Cannot figure out why gmx_mpi cannot detect nvidia GPU

GROMACS version: 2024.4
GROMACS modification: No

I had been compiling the gromacs for a while and use CUDA 12.5 and the card can be detected using nvidia-smi

I have also checked the gmx --version to see if the CUDA driver and runtime is present in the gmx
GROMACS version: 2024.4
Precision: mixed
Memory model: 64 bit
MPI library: MPI
MPI library version: Intel(R) MPI Library 2021.9 for Linux* OS
OpenMP support: enabled (GMX_OPENMP_MAX_THREADS = 128)
GPU support: CUDA
NBNxM GPU setup: super-cluster 2x2x2 / cluster 8
SIMD instructions: AVX2_256
CPU FFT library: fftw-3.3.8-sse2-avx-avx2-avx2_128
GPU FFT library: cuFFT
Multi-GPU FFT: none
RDTSCP usage: enabled
TNG support: enabled
Hwloc support: disabled
Tracing support: disabled
C compiler: /bin/cc GNU 11.4.1
C compiler flags: -fexcess-precision=fast -funroll-all-loops -mavx2 -mfma -Wno-missing-field-initializers -O3 -DNDEBUG
C++ compiler: /bin/c++ GNU 11.4.1
C++ compiler flags: -fexcess-precision=fast -funroll-all-loops -mavx2 -mfma -Wno-missing-field-initializers -Wno-cast-function-type-strict -fopenmp -O3 -DNDEBUG
BLAS library: External - detected on the system
LAPACK library: External - detected on the system
CUDA compiler: /usr/local/cuda-12.5/bin/nvcc nvcc: NVIDIA (R) Cuda compiler driver;Copyright (c) 2005-2024 NVIDIA Corporation;Built on Thu_Jun__6_02:18:23_PDT_2024;Cuda compilation tools, release 12.5, V12.5.82;Build cuda_12.5.r12.5/compiler.34385749_0
CUDA compiler flags:-std=c++17;–generate-code=arch=compute_89,code=sm_89;-use_fast_math;-Xptxas;-warn-double-usage;-Xptxas;-Werror;-D_FORCE_INLINES;-Xcompiler;-fopenmp;-fexcess-precision=fast -funroll-all-loops -mavx2 -mfma -Wno-missing-field-initializers -Wno-cast-function-type-strict -fopenmp -O3 -DNDEBUG
CUDA driver: 12.50
CUDA runtime: 12.50

strangely the GMX cannot detect the GPU as it says in the log file
Running on 1 node with total 24 cores, 32 processing units (GPU detection failed)
Hardware detected on host gpu5 (the node of MPI rank 0):
CPU info:
Vendor: Intel
Brand: 13th Gen Intel(R) Core™ i9-13900K
Family: 6 Model: 183 Stepping: 1
Features: aes apic avx avx2 clfsh cmov cx8 cx16 f16c fma htt intel lahf mmx msr nonstop_tsc pcid pclmuldq pdcm pdpe1gb popcnt pse rdrnd rdtscp sha sse2 sse3 sse4.1 sse4.2 ssse3 tdt x2apic
Hardware topology: Basic
Packages, cores, and logical processors:
[indices refer to OS logical processors]
Package 0: [ 0 1] [ 2 3] [ 4 5] [ 6 7] [ 8 9] [ 10 11] [ 12 13] [ 14 15] [ 16] [ 17] [ 18] [ 19] [ 20] [ 21] [ 22] [ 23] [ 24] [ 25] [ 26] [ 27] [ 28] [ 29] [ 30] [ 31]
CPU limit set by OS: -1 Recommended max number of threads: 32

the compilation is using intel oneAPI with with-gpu option , with-mpi option. I guess I need some help here.

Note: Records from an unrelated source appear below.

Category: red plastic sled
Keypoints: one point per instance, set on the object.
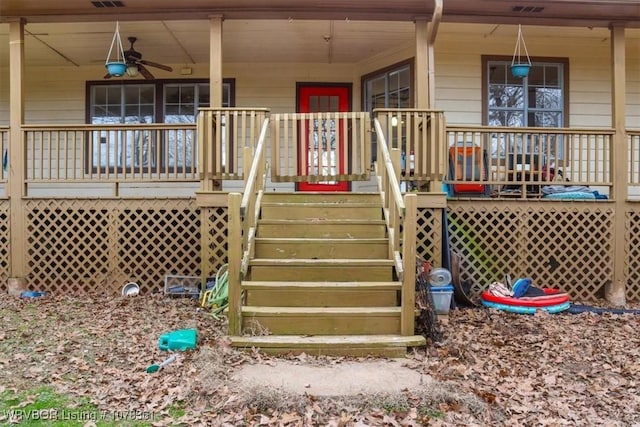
(551, 297)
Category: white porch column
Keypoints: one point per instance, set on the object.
(615, 291)
(18, 266)
(215, 61)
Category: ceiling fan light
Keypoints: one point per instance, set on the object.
(132, 70)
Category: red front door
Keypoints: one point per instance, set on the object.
(324, 144)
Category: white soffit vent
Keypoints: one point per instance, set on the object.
(527, 9)
(107, 3)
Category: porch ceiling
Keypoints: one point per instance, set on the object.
(558, 12)
(75, 32)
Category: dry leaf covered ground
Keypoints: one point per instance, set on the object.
(82, 361)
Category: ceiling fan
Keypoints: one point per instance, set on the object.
(135, 63)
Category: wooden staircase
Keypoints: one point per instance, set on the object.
(322, 280)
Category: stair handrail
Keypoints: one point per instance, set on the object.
(389, 188)
(399, 212)
(243, 214)
(252, 195)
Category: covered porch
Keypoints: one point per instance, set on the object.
(89, 206)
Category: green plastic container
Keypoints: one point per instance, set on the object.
(183, 339)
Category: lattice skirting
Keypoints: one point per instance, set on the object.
(632, 252)
(95, 245)
(98, 245)
(568, 246)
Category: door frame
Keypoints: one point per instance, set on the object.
(342, 85)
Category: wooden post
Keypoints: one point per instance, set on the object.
(18, 266)
(615, 291)
(422, 64)
(234, 255)
(215, 61)
(407, 318)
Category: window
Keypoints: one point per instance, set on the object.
(171, 102)
(388, 88)
(538, 100)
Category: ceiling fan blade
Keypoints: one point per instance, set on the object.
(156, 65)
(145, 73)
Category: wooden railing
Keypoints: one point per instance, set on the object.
(109, 153)
(4, 145)
(420, 137)
(318, 147)
(519, 161)
(244, 210)
(400, 213)
(633, 137)
(224, 133)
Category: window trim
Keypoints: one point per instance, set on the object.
(485, 83)
(159, 109)
(385, 70)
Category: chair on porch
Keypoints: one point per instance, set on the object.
(468, 163)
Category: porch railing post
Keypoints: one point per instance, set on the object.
(407, 317)
(17, 157)
(615, 290)
(234, 248)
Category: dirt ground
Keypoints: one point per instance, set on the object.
(492, 368)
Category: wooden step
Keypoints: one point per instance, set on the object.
(321, 320)
(318, 197)
(319, 211)
(331, 345)
(312, 270)
(296, 247)
(321, 294)
(321, 228)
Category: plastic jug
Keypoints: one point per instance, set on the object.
(183, 339)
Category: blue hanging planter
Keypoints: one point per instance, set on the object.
(117, 66)
(520, 70)
(116, 69)
(520, 64)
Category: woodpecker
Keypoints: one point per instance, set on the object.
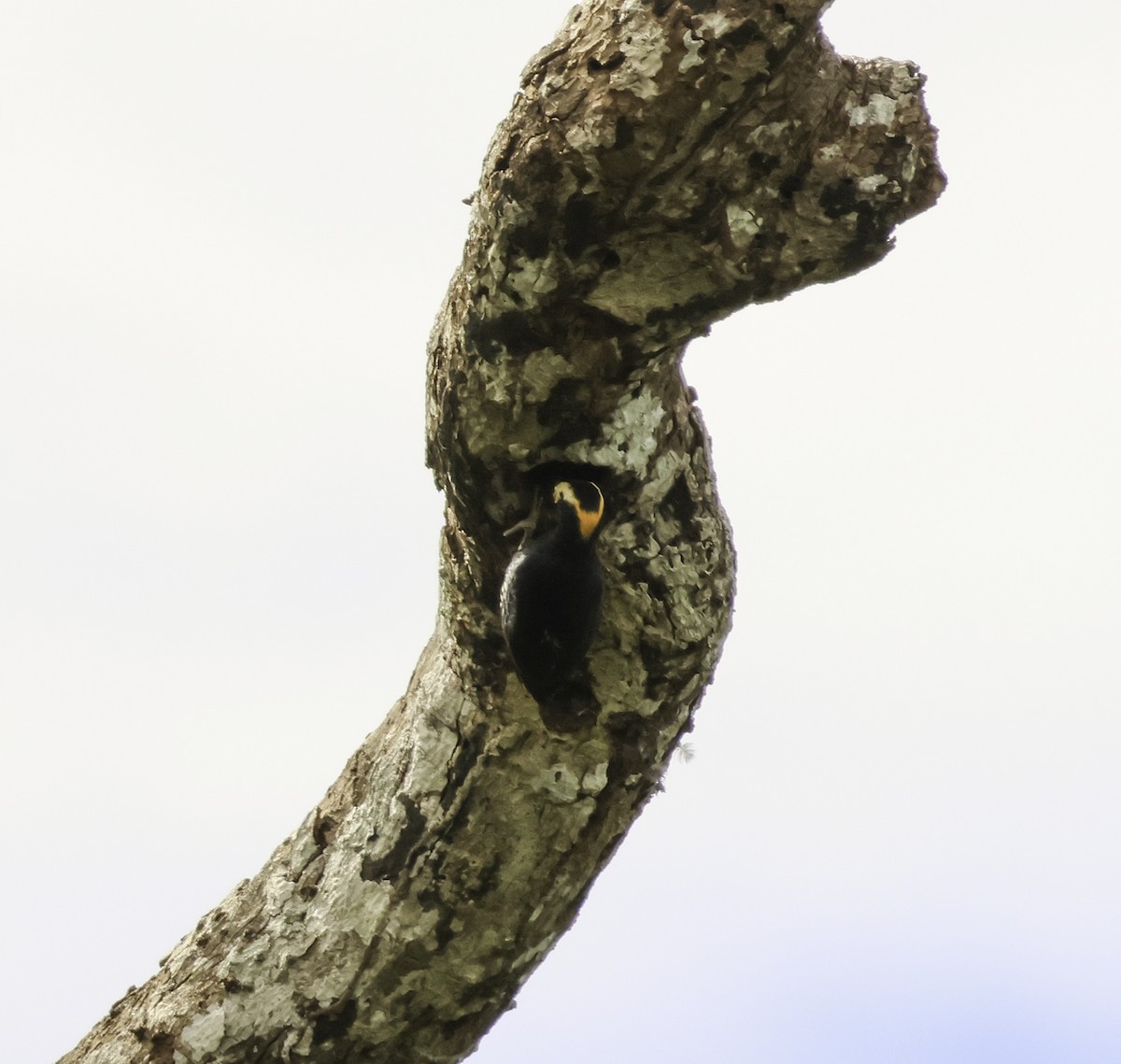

Is this via a queuing system/workload management system, such as slurm? Have you requested any GPUs (the slurm -G option)?

there is SLURM and we have also applied -gres option into that , the main thing is the RTX4090 cannot be found in the system.

but other software itself like LAMMPS could accelerate the calculation.

for debugging purpose , the mpirun has also been run and the gmx_mpi still cannot find the GPU, -nb cpu is fine for calculation.